I found it pretty surprising. It would not have surprised me at all if we made fake plastic feathers and burned or buried even more real ones because it works out fractionally 'cheaper' to make new then collect and wash/treat the old.
Honestly, I’d still be surprised to learn feathers in America are produced from American poultry. Far more likely the local ones get burned and everything for sale is shipped across the ocean because cheaper.
Feathers? Not a chance. Far too much volume per unit weight. And if they're compressed, you end up with only broken feathers.
"What costs more to ship, a ton of feathers or a ton of bricks?"
Ahhh, Limmy. Just don't ask about purple burglar alarms.
Or they don't get burned but they do get shipped across the ocean to be processed, and then shipped back… that's the commercial way
Feather meal is used in animal feed.

https://en.wikipedia.org/wiki/Feather_meal

Manure is also fed to cows.

https://extension.missouri.edu/publications/g2077

"Poultry litter can be used as a feedstuff... There are currently no federal or Missouri regulations governing the use of poultry litter as a feedstuff"

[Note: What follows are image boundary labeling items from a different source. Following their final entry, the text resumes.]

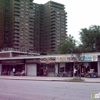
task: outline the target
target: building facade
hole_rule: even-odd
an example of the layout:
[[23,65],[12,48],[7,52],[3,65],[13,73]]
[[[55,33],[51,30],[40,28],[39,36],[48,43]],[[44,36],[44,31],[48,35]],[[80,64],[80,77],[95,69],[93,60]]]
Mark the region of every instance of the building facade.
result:
[[41,51],[56,51],[66,40],[67,13],[63,4],[49,1],[42,7]]
[[[34,56],[35,55],[35,56]],[[55,73],[68,73],[73,76],[73,70],[80,69],[84,74],[97,73],[100,76],[100,52],[82,53],[79,60],[76,55],[27,55],[27,52],[3,51],[0,53],[0,75],[12,75],[15,68],[15,76],[21,75],[25,70],[27,76],[55,76]],[[84,59],[83,59],[84,58]],[[84,69],[84,71],[83,71]]]
[[63,4],[49,1],[0,0],[0,48],[21,51],[56,51],[66,39]]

Sometimes EU regulations isn't that bad.

Poultry litter has been banned as cattle feed since 2001, partially due to mouth and foot disease and BSE and to some extent animal welfare.

It’s also because real feathers are similarly durable as plastic feathers would be. Plants are very cheap to grow as well, but plastic plants are nevertheless a thing.
Plastic plants sell because they are free of maintenance, they don't wither and die, not because they are cheap to produce.
Yes, they sell for the aesthetic. I have real plants but some friends have fake ones and honestly at a distance without scrutiny they look just as good. Hell, certain real plants look and feel plasticky themselves due to how they're composed, especially vinous plants.
Exactly, that’s what I meant by durable. And cheap was referring to growing natural plants.